For White, as with other Momentum activists, there was a feeling that Corbyn’s ability to relay his anti-austerity message was being hindered by some in his own party.
“Even if some MPs didn’t agree with Corbyn’s policies, they should have realised the value of a leader who can enthuse thousands to join the party. They should have helped Jeremy, but they did the reverse.”
Despite frosty relations with most of his parliamentary colleagues, since winning last year’s leadership vote Corbyn has drawn tens of thousands of new members.
Labour opponents of the embattled leader have warned that there is an entryist current trying to shift the party to the far-left, but newer members Al Jazeera spoke to said they were attracted by Corbyn’s offering of a clearly distinct platform to the ruling Conservative party.

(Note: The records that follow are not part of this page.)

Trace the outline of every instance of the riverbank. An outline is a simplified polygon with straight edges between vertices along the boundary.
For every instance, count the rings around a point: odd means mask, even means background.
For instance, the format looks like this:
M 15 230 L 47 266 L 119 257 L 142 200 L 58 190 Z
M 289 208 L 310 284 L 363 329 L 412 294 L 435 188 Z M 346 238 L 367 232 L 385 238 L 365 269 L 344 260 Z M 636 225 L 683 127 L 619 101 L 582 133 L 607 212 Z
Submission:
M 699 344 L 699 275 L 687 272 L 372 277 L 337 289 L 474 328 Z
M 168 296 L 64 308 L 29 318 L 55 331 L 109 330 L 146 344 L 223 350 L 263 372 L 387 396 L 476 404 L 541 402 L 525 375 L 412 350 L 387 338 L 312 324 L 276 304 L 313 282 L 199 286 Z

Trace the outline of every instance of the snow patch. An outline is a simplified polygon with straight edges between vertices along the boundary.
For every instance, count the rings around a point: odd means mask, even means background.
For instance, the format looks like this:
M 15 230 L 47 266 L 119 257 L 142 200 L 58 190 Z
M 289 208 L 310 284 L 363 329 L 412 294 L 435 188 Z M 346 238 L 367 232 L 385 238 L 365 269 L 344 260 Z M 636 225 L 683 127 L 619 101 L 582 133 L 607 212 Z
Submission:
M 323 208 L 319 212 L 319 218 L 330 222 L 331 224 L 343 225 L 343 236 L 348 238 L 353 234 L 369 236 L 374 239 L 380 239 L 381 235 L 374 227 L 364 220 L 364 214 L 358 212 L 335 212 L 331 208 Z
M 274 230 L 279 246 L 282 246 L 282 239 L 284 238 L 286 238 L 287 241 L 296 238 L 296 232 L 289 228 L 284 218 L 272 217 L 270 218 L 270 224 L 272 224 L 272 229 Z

“[Corbyn] is building a real opposition to the Tory [Conservative] government rather than going down the already-failed route of trying to be ‘Tory-lite’,” said charity worker and Labour member Alia al-Ghussain, citing an “appetite” among Britons for something different.
“Since Corbyn became leader, I feel like [Labour] has the potential to become a party that can bring a more positive kind of politics to the UK.”
Similarly, recent graduate Diana al-Ghoul said she joined Labour “purely for Corbyn”, adding that she objected to media representations of his backers as idealists.
“Many media outlets are portraying his supporters to be naive and somewhat radical … this is an unfair generalisation,” she said, blaming the legacy of former Prime Minister Tony Blair for the fact that she had not joined the party earlier.
Loss of support
Despite the surge in new members signing up to Labour because of Corbyn, there are some who welcomed his election last year who feel that he has failed to deliver a credible alternative to Conservative rule.
Lancaster University lecturer Ketan Alder told Al Jazeera that as a fledgling academic he was initially “elated” with Corbyn’s election but had lost faith in the Labour leader’s ability to articulate his vision.
“There’s lots of honourable and credible stuff about him, like his anti-austerity stance, but at the same time I think his period has been pretty disappointing.
“He hasn’t been able to push through media representations of him, partly because the media team around him don’t seem to be up to the job, which is sad.”
Alder said there was a big step up between building a successful grassroots support movement and turning it into a viable political force.
“The confidence that he’s being given by the Momentum activists that ‘we’ve signed up 200,000 and 300,000 members’ doesn’t equate to electoral gains.”
For Alder, Corbyn’s failure to tackle anti-immigrant rhetoric and win over working-class voters in the recent referendum over Britain’s continued membership of the EU was indicative of how the Labour leader would fare in any future general election.
The threat of a split
Corbyn looks set to come out on top in August’s leadership vote – where he will only be up against Owen Smith since Angela Eagle pulled out of the race – and despite reports that some Labour MPs are planning to break away from the party, the activists Al Jazeera spoke to said they would work towards maintaining the party’s “broad church”.
Back at the backstreet café in Manchester, Johnson and Barnett were keen to emphasise that success was measured not only in elections won but also by normalising the concerns of working-class people in political discourse.
Both activists were confident about Corbyn’s electability but for the pair a greater struggle lay in opening up Labour to more voices like his.
“I’m not a member of the Jeremy Corbyn cult,” Johnson said.
“My vision is to create a party where there are a lot of people with these ideals – so it shouldn’t rely on one figurehead.”